Supermarkets are reportedly becoming jealous of the coverage given to Morrisons by independent blogger Steve Dresser.


Brand advocates are the best friends your brand can hope for. These frequent, high-spending disciples vociferate their love for a brand and then leave a bubbling froth of positive sentiment in their wake.

The idea of auditioning for an 'independent' judge of a brand is absurd - anathema to the freedom of consumer speech and the protocol of social media.

It is difficult to believe that, once such an advocate is on the payroll (either literally or metaphorically), they will have anything like the same appeal to people craving an intelligent, independent view.

Focus on great product and great service, and let the chattering classes generate your buzz.


Yes, but it comes with a big caveat. 'Audition' rings lots of alarm bells. Steve Dresser's blog prominently states it is 'in no way affiliated with Wm Morrison Supermarkets plc or indeed any other entity'.

Other supermarkets must ensure that any 'superfan' they identify remains truly independent. As long as retailers are transparent about the process and don't try to edit the content, it's definitely a good idea.

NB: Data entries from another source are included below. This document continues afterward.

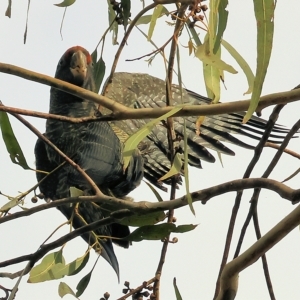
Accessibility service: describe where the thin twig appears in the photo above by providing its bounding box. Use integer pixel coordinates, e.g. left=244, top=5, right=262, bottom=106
left=153, top=5, right=187, bottom=300
left=213, top=105, right=283, bottom=299
left=0, top=63, right=300, bottom=121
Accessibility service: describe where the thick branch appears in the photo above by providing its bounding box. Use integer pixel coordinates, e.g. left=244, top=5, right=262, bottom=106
left=0, top=63, right=300, bottom=121
left=0, top=178, right=300, bottom=224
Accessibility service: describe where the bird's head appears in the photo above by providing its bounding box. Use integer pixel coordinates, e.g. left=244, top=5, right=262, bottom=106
left=55, top=46, right=94, bottom=90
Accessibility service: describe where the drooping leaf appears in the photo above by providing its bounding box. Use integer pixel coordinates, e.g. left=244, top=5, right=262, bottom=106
left=158, top=153, right=183, bottom=181
left=91, top=48, right=106, bottom=93
left=243, top=0, right=275, bottom=123
left=121, top=0, right=131, bottom=31
left=107, top=0, right=119, bottom=45
left=195, top=40, right=237, bottom=74
left=136, top=5, right=169, bottom=25
left=144, top=180, right=164, bottom=202
left=119, top=211, right=166, bottom=227
left=54, top=0, right=76, bottom=7
left=61, top=251, right=90, bottom=276
left=23, top=0, right=30, bottom=44
left=76, top=269, right=93, bottom=297
left=58, top=282, right=77, bottom=298
left=123, top=105, right=183, bottom=170
left=0, top=111, right=30, bottom=170
left=213, top=0, right=228, bottom=54
left=184, top=119, right=196, bottom=215
left=207, top=0, right=219, bottom=54
left=0, top=197, right=20, bottom=212
left=202, top=63, right=221, bottom=103
left=221, top=40, right=255, bottom=95
left=173, top=277, right=182, bottom=300
left=5, top=0, right=12, bottom=18
left=148, top=4, right=163, bottom=42
left=27, top=250, right=65, bottom=283
left=125, top=223, right=197, bottom=242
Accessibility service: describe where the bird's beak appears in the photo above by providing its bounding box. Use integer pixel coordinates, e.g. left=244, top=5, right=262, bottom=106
left=70, top=50, right=87, bottom=85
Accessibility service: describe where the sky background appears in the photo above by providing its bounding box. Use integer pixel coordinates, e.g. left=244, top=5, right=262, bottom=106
left=0, top=0, right=300, bottom=300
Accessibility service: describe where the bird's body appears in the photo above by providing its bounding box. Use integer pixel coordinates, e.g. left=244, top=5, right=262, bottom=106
left=35, top=47, right=143, bottom=273
left=101, top=73, right=288, bottom=190
left=35, top=46, right=287, bottom=273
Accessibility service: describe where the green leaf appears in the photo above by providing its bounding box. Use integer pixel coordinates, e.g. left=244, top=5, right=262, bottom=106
left=221, top=40, right=255, bottom=95
left=135, top=5, right=169, bottom=25
left=107, top=0, right=119, bottom=45
left=207, top=0, right=219, bottom=53
left=58, top=282, right=77, bottom=298
left=61, top=251, right=90, bottom=276
left=144, top=181, right=164, bottom=202
left=91, top=48, right=106, bottom=93
left=76, top=270, right=93, bottom=297
left=195, top=40, right=237, bottom=74
left=27, top=249, right=65, bottom=283
left=243, top=0, right=275, bottom=123
left=54, top=0, right=76, bottom=7
left=124, top=223, right=197, bottom=242
left=210, top=0, right=228, bottom=54
left=147, top=4, right=163, bottom=42
left=0, top=111, right=30, bottom=170
left=0, top=197, right=20, bottom=212
left=118, top=211, right=166, bottom=227
left=121, top=0, right=131, bottom=31
left=5, top=0, right=12, bottom=18
left=158, top=153, right=183, bottom=181
left=123, top=105, right=183, bottom=170
left=173, top=277, right=182, bottom=300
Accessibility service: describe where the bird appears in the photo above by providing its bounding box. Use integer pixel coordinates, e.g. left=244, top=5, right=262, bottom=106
left=35, top=46, right=289, bottom=275
left=34, top=46, right=144, bottom=276
left=100, top=72, right=289, bottom=191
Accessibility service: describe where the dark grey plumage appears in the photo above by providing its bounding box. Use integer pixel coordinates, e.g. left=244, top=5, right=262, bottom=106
left=35, top=46, right=143, bottom=274
left=101, top=73, right=289, bottom=190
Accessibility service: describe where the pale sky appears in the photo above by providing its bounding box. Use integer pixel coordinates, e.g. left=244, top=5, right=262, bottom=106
left=0, top=0, right=300, bottom=300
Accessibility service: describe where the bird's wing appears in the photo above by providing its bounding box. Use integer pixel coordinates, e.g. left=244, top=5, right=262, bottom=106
left=101, top=73, right=289, bottom=187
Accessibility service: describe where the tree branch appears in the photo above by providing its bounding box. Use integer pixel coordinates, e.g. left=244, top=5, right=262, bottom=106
left=216, top=205, right=300, bottom=300
left=0, top=63, right=300, bottom=121
left=0, top=178, right=300, bottom=224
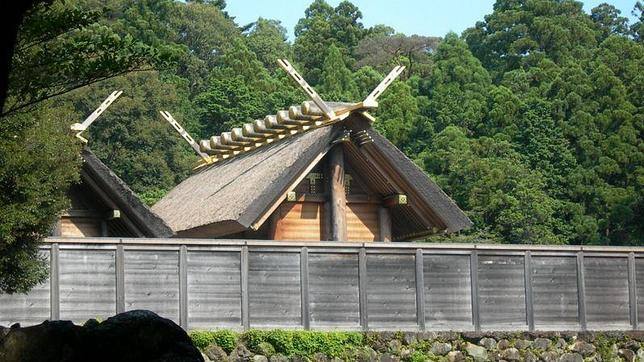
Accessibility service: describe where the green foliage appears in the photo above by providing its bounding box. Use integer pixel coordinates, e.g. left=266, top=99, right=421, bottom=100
left=293, top=0, right=365, bottom=85
left=0, top=0, right=644, bottom=296
left=0, top=0, right=176, bottom=115
left=190, top=329, right=239, bottom=353
left=320, top=45, right=358, bottom=102
left=0, top=107, right=80, bottom=293
left=241, top=329, right=364, bottom=357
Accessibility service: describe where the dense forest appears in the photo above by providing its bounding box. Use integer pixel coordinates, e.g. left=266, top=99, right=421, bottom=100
left=0, top=0, right=644, bottom=287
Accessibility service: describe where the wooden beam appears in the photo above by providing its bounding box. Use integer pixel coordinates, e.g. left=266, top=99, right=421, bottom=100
left=329, top=144, right=347, bottom=241
left=378, top=207, right=391, bottom=242
left=384, top=194, right=407, bottom=207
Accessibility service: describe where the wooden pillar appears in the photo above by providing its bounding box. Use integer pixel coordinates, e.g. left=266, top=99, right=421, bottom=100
left=378, top=207, right=391, bottom=242
left=329, top=144, right=347, bottom=241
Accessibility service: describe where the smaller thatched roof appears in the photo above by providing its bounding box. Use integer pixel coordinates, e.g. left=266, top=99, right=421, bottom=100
left=81, top=148, right=174, bottom=238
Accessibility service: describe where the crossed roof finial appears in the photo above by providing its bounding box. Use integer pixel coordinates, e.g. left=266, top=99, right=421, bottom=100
left=160, top=59, right=405, bottom=168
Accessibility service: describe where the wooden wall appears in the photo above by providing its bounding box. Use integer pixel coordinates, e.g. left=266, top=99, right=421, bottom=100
left=0, top=238, right=644, bottom=330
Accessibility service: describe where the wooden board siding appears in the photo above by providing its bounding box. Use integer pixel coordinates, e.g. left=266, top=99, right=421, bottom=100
left=248, top=252, right=301, bottom=327
left=347, top=203, right=380, bottom=241
left=423, top=255, right=472, bottom=330
left=635, top=258, right=644, bottom=326
left=309, top=254, right=360, bottom=328
left=60, top=217, right=101, bottom=237
left=532, top=256, right=579, bottom=330
left=478, top=255, right=527, bottom=329
left=125, top=250, right=179, bottom=323
left=59, top=250, right=116, bottom=324
left=584, top=256, right=629, bottom=329
left=0, top=250, right=51, bottom=327
left=274, top=202, right=325, bottom=241
left=187, top=251, right=241, bottom=329
left=5, top=238, right=644, bottom=331
left=367, top=254, right=416, bottom=329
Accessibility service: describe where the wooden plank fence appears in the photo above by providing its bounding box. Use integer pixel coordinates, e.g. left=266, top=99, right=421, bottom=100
left=0, top=238, right=644, bottom=331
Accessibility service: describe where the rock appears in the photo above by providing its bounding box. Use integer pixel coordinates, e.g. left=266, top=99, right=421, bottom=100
left=617, top=348, right=635, bottom=362
left=501, top=347, right=521, bottom=361
left=380, top=353, right=400, bottom=362
left=570, top=341, right=595, bottom=357
left=479, top=337, right=496, bottom=350
left=403, top=332, right=418, bottom=346
left=539, top=351, right=559, bottom=362
left=431, top=342, right=452, bottom=356
left=496, top=339, right=510, bottom=351
left=254, top=342, right=275, bottom=358
left=0, top=326, right=11, bottom=343
left=558, top=353, right=584, bottom=362
left=447, top=351, right=465, bottom=362
left=344, top=346, right=378, bottom=362
left=514, top=339, right=532, bottom=349
left=416, top=332, right=438, bottom=341
left=525, top=351, right=539, bottom=362
left=0, top=310, right=203, bottom=362
left=203, top=343, right=228, bottom=362
left=555, top=338, right=568, bottom=351
left=269, top=353, right=288, bottom=362
left=229, top=344, right=253, bottom=362
left=400, top=348, right=414, bottom=361
left=83, top=318, right=101, bottom=328
left=532, top=338, right=550, bottom=351
left=465, top=342, right=488, bottom=362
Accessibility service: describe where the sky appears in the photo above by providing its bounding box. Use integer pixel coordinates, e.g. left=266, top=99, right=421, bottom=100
left=226, top=0, right=636, bottom=40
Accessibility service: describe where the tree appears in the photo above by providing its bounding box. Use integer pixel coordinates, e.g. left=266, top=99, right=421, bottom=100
left=590, top=3, right=630, bottom=41
left=631, top=1, right=644, bottom=43
left=320, top=45, right=358, bottom=102
left=356, top=31, right=439, bottom=78
left=374, top=81, right=419, bottom=149
left=293, top=0, right=365, bottom=85
left=246, top=18, right=292, bottom=70
left=420, top=33, right=491, bottom=133
left=0, top=102, right=80, bottom=293
left=0, top=0, right=180, bottom=293
left=0, top=0, right=172, bottom=116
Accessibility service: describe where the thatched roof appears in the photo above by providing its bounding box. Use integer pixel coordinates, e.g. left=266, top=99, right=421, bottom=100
left=194, top=101, right=369, bottom=166
left=152, top=127, right=337, bottom=236
left=152, top=102, right=471, bottom=238
left=81, top=149, right=174, bottom=238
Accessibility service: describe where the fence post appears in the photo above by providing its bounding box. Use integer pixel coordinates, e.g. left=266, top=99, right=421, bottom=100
left=358, top=246, right=369, bottom=331
left=577, top=251, right=586, bottom=331
left=49, top=243, right=60, bottom=321
left=179, top=245, right=188, bottom=331
left=240, top=245, right=250, bottom=329
left=300, top=246, right=311, bottom=329
left=523, top=250, right=534, bottom=332
left=416, top=249, right=425, bottom=331
left=115, top=244, right=125, bottom=314
left=628, top=252, right=639, bottom=330
left=470, top=250, right=481, bottom=332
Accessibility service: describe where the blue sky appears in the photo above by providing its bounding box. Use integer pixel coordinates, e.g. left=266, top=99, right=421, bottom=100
left=226, top=0, right=636, bottom=39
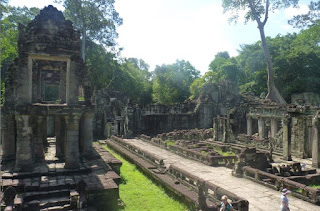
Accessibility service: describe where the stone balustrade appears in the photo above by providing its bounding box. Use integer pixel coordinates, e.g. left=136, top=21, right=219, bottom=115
left=111, top=136, right=163, bottom=167
left=242, top=166, right=320, bottom=204
left=169, top=165, right=249, bottom=211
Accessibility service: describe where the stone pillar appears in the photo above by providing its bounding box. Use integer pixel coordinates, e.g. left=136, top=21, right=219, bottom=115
left=258, top=117, right=266, bottom=138
left=33, top=116, right=47, bottom=159
left=120, top=121, right=124, bottom=137
left=1, top=114, right=16, bottom=160
left=312, top=113, right=320, bottom=168
left=270, top=118, right=278, bottom=138
left=55, top=116, right=66, bottom=158
left=247, top=116, right=252, bottom=136
left=80, top=112, right=94, bottom=156
left=64, top=114, right=80, bottom=169
left=282, top=117, right=292, bottom=160
left=15, top=115, right=33, bottom=171
left=41, top=117, right=49, bottom=152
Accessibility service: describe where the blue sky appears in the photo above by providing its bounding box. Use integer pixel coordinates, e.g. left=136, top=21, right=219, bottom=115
left=9, top=0, right=309, bottom=74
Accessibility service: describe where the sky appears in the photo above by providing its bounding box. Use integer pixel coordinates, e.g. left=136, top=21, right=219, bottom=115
left=9, top=0, right=309, bottom=74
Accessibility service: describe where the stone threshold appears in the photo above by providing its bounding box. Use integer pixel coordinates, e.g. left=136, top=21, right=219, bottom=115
left=102, top=140, right=199, bottom=210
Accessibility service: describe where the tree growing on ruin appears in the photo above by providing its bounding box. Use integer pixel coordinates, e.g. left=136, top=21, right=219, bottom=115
left=222, top=0, right=298, bottom=104
left=56, top=0, right=122, bottom=61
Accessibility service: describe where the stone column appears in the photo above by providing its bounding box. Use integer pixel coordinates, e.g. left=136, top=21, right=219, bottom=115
left=258, top=117, right=266, bottom=138
left=271, top=118, right=278, bottom=138
left=282, top=117, right=292, bottom=160
left=80, top=112, right=94, bottom=156
left=64, top=114, right=80, bottom=169
left=120, top=121, right=124, bottom=137
left=247, top=116, right=252, bottom=136
left=15, top=115, right=33, bottom=171
left=1, top=114, right=16, bottom=160
left=55, top=116, right=66, bottom=158
left=33, top=116, right=47, bottom=159
left=312, top=112, right=320, bottom=168
left=41, top=117, right=49, bottom=152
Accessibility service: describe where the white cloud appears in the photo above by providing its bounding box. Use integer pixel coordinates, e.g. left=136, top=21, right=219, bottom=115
left=284, top=4, right=309, bottom=19
left=117, top=0, right=232, bottom=73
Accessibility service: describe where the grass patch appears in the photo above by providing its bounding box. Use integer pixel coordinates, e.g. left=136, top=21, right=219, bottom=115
left=104, top=146, right=188, bottom=211
left=166, top=140, right=176, bottom=147
left=308, top=185, right=320, bottom=189
left=201, top=150, right=208, bottom=156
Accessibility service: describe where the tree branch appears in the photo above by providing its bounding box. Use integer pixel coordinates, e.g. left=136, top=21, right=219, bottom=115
left=248, top=0, right=262, bottom=27
left=262, top=0, right=270, bottom=26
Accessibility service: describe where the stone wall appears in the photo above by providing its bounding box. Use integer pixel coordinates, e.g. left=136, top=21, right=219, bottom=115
left=128, top=81, right=240, bottom=135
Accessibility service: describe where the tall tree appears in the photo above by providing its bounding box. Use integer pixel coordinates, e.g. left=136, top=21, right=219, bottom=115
left=56, top=0, right=122, bottom=61
left=222, top=0, right=298, bottom=104
left=152, top=60, right=200, bottom=104
left=288, top=1, right=320, bottom=28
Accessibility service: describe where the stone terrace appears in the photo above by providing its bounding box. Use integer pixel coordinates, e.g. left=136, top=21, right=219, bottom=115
left=125, top=139, right=320, bottom=211
left=1, top=138, right=122, bottom=210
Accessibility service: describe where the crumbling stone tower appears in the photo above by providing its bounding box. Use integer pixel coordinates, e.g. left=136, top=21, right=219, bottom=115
left=2, top=5, right=93, bottom=170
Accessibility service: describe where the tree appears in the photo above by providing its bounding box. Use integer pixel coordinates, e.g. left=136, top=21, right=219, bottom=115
left=56, top=0, right=122, bottom=61
left=0, top=6, right=40, bottom=76
left=190, top=51, right=240, bottom=99
left=152, top=60, right=200, bottom=104
left=288, top=1, right=320, bottom=28
left=222, top=0, right=298, bottom=104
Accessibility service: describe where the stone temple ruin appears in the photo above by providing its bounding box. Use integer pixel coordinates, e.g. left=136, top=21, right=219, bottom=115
left=1, top=6, right=121, bottom=210
left=0, top=3, right=320, bottom=210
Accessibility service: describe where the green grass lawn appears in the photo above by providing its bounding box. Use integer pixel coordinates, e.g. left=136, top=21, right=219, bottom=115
left=105, top=147, right=188, bottom=211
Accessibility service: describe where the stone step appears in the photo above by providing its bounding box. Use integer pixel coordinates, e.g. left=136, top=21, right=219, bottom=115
left=2, top=167, right=92, bottom=179
left=39, top=196, right=70, bottom=210
left=23, top=189, right=70, bottom=202
left=40, top=205, right=72, bottom=211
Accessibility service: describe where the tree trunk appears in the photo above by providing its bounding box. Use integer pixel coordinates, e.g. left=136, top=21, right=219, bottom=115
left=81, top=29, right=87, bottom=62
left=258, top=24, right=286, bottom=104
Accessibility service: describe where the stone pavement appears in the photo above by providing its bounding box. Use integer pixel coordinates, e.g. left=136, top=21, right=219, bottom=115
left=124, top=139, right=320, bottom=211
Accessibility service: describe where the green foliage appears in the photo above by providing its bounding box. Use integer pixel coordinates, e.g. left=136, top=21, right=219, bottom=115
left=0, top=82, right=5, bottom=105
left=0, top=5, right=40, bottom=73
left=56, top=0, right=122, bottom=58
left=288, top=1, right=320, bottom=28
left=222, top=0, right=298, bottom=22
left=102, top=147, right=188, bottom=211
left=201, top=24, right=320, bottom=101
left=152, top=60, right=200, bottom=104
left=190, top=51, right=241, bottom=99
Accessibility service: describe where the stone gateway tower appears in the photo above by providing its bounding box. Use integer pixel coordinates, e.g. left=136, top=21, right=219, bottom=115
left=2, top=5, right=93, bottom=170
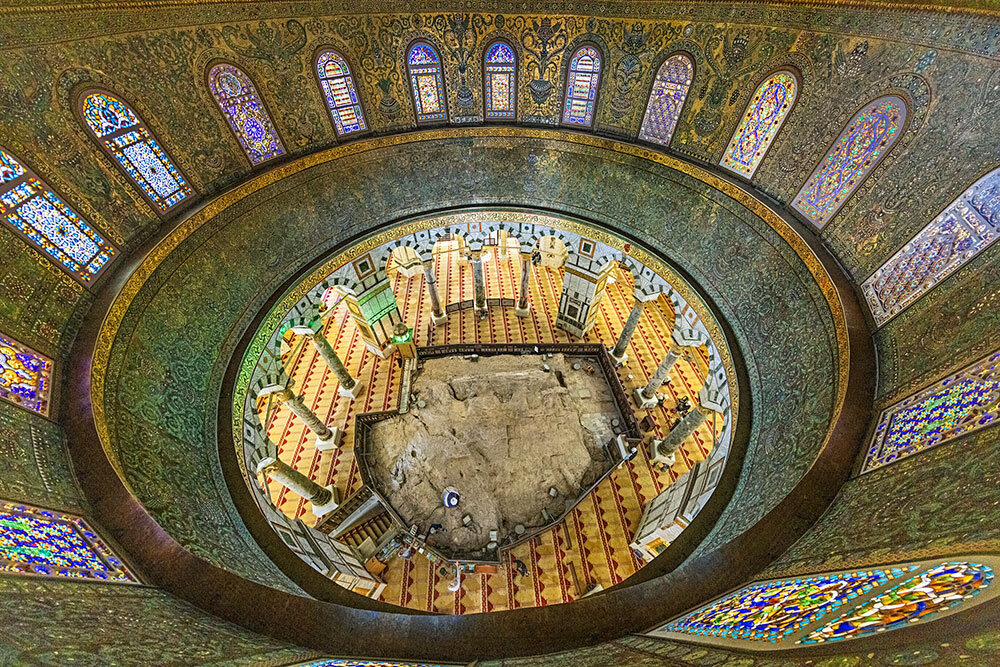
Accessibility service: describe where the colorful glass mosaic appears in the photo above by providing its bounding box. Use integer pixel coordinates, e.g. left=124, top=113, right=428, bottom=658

In the same way that a good PR department will keep friendly journalists on-side, brands today need to cultivate the blogosphere and facilitate advocacy. A great example of this is the way Ford has created an asset hub specifically for car bloggers.


The key criteria for a brand advocate should be existing reach and influence, as well as what value they bring to brand conversations. The authenticity comes from the advocate's background, credibility and independence, not necessarily from brand alignment.

Whether you can hold 'auditions' to find an advocate depends on the objectives and one main question: do you work with the fifth-most influential person because they are a fan or have the biggest community of influence?

If, like Morrisons, you have an established blogger and fan such as Steve Dresser, the decision is easy. However, to try to feign brand-affinity from a high-profile influencer could easily backfire.


Bloggers love the themes they write about. Turning an influential blogger into a brand advocate, though, is not a given. It's about developing a relationship and having value exchange - offer them exclusives, such as being the first to try a new product.

You have to be prepared for them to say negative things. The value of independent advocacy over paid-for endorsement makes the risks worthwhile - and at least you're involved in the dialogue.